Navarro noted that when you combine individual racial groups, people of color make up the majority in Montgomery County and have since 2000. However, when you look at the data, compiled by the Census Bureau, individual racial groups like African Americans, Latino/Hispanics and Asians make up at most 20% of residents.
“We have been experiencing demographic changes for quite a long time. This is no longer about creating a special program for African American students or Latino students,” she said. “The reality is that this is who we are; this is our population, these are our residents. We no longer should be talking about this as if people of color are niche pockets of population in our country.”
In addressing issues of social equity, Montgomery County Executive Marc Elrich noted that county government is looking to train all its employees in racial equity. They are also recruiting a new director of racial-equity programs.
“We have to come to grips with racism in this country and particularly the effect on the African American community because it’s not going to fix itself,” Elrich said. “If you wait for people to be ready for this kind of change, you will wait forever.”
During the discussion period, attendees came up with a wide range of changes they would like to see in the county. One group suggested changing the way parks are placed demographically, so they are accessible, and in the center of each neighborhood as opposed to in a location residents must travel to. Other groups suggested policies that would change schooling in the county by, for example, teaching a more-honest version of history which does not gloss over the negative things the United States has done and providing mentorship programs to students.
Gardner highlighted changes she would like to see in housing development, such as creating more affordable housing, promoting renters’ rights and holding landlords accountable.

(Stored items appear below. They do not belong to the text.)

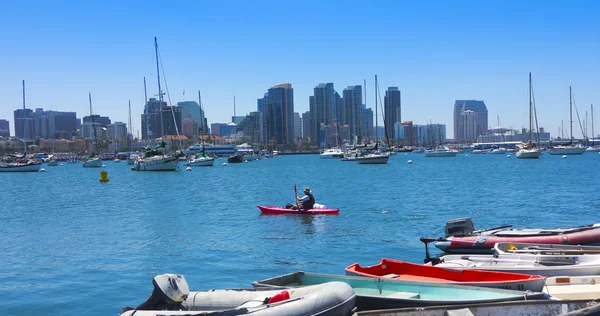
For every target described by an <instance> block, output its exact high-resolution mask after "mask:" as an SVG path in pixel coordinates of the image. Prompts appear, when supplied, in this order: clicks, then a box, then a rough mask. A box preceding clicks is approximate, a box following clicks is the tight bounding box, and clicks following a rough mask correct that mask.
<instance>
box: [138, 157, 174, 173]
mask: <svg viewBox="0 0 600 316" xmlns="http://www.w3.org/2000/svg"><path fill="white" fill-rule="evenodd" d="M178 164H179V161H178V160H177V158H176V157H171V156H163V157H150V158H148V159H144V160H139V161H138V162H137V164H136V165H135V166H134V167H133V168H131V170H134V171H175V170H177V166H178Z"/></svg>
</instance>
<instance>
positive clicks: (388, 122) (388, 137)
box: [383, 87, 402, 139]
mask: <svg viewBox="0 0 600 316" xmlns="http://www.w3.org/2000/svg"><path fill="white" fill-rule="evenodd" d="M401 100H402V98H401V92H400V90H398V87H389V88H388V89H387V90H386V91H385V97H384V100H383V103H384V108H383V110H384V124H385V126H386V127H387V128H386V138H387V139H394V129H393V126H394V124H395V123H398V122H402V120H401V111H402V101H401Z"/></svg>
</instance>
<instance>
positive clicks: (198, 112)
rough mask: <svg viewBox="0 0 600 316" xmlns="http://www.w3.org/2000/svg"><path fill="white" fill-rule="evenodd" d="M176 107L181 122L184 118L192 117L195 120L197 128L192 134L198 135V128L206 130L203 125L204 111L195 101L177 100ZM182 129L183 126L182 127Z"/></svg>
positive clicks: (193, 134) (204, 126)
mask: <svg viewBox="0 0 600 316" xmlns="http://www.w3.org/2000/svg"><path fill="white" fill-rule="evenodd" d="M177 107H178V108H179V109H180V111H181V122H184V120H185V119H186V118H192V119H194V120H196V125H197V129H196V130H195V131H194V133H193V135H199V134H200V132H201V131H200V129H202V128H204V129H203V130H202V131H203V132H205V133H206V132H207V131H206V128H205V126H204V122H205V121H206V117H205V116H204V111H203V110H202V108H201V107H200V105H199V104H198V102H196V101H183V102H177ZM182 129H183V127H182Z"/></svg>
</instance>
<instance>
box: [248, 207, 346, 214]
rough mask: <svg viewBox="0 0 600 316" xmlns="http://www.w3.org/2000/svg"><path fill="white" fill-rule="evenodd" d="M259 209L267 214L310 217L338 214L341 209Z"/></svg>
mask: <svg viewBox="0 0 600 316" xmlns="http://www.w3.org/2000/svg"><path fill="white" fill-rule="evenodd" d="M256 206H258V209H259V210H260V211H261V212H263V213H265V214H308V215H319V214H337V213H339V212H340V210H339V209H337V208H336V209H331V208H315V209H311V210H303V209H299V210H292V209H288V208H284V207H279V206H262V205H256Z"/></svg>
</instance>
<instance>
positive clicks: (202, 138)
mask: <svg viewBox="0 0 600 316" xmlns="http://www.w3.org/2000/svg"><path fill="white" fill-rule="evenodd" d="M198 104H199V105H200V109H201V111H202V112H204V109H203V108H202V97H201V96H200V90H198ZM200 124H202V133H201V134H202V135H200V138H201V139H202V151H201V152H199V153H196V154H195V156H194V157H193V158H191V159H189V160H188V162H187V163H186V164H184V166H190V167H195V166H198V167H211V166H213V165H214V163H215V158H213V157H209V156H208V155H207V154H206V150H205V148H204V137H203V136H204V122H200Z"/></svg>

She noted that the people who live in low-income housing usually are the same people who have to deal with unhelpful landlords and unhealthy living conditions.

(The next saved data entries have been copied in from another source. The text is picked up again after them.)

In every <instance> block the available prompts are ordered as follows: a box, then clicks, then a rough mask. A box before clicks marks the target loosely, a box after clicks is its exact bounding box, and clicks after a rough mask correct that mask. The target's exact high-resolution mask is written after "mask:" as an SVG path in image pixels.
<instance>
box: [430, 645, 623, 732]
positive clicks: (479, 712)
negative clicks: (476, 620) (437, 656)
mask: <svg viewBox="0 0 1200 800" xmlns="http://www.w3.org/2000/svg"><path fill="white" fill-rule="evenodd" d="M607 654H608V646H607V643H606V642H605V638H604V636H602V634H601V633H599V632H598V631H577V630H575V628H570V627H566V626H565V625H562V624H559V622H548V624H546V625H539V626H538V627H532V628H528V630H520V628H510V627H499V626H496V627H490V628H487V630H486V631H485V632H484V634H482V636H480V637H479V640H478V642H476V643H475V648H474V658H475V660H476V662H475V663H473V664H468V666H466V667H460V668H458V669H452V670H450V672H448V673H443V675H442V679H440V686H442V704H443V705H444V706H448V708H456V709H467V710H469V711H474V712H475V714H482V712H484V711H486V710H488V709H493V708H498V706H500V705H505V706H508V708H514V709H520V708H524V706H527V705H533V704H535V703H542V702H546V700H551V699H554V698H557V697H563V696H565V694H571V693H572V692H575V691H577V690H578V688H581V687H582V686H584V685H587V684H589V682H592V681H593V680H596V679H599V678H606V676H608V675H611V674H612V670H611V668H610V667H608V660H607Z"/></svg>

She did say, however, that she was impressed by the plans Navarro set for the county.
“I didn’t expect anything when I decided to come here honestly,” she said. “But when Nancy Navarro stated that she’s introducing a racially inclusive legislation – hopefully, that the county will operate through like a lens – I appreciated that, because it is by policies, practices, systems and budgets where racial inequity persists, and I was pleased to see that there are like-minded people here.”
Wednesday’s community conversation was the second that Renoir Dawson-Finan attended. He said that although some of the ideas brainstormed at the third event were nearly identical to those floated during the second conversation held in Germantown, it was good to see a strong turnout.
“This shows great recognition by members of the public of what is wrong in our community,” Dawson-Finan said. “It’s great to hear ideas that maybe even the councilmembers themselves hadn’t come up with on their own.”
Members of the county council also attended the event and engaged with the community by joining the roundtable discussions. Councilmember Gabe Albornoz said he feels that these types of events are effective at promoting positive change.
“It’s only when we discuss issues that we can find reasonable and sustainable solutions to longstanding challenges,” he said. “I’d like to see more of our boards and commissions and hiring panels reflect the diversities of the communities we’re trying to serve because it’s only when people who are in decision- making positions can really fully see the entire picture that I think we’re going to have longterm change.”
Once the council drafts their racial equity and social justice policy this fall, it will be held for a public hearing so that members of the community can voice their concerns and provide further feedback.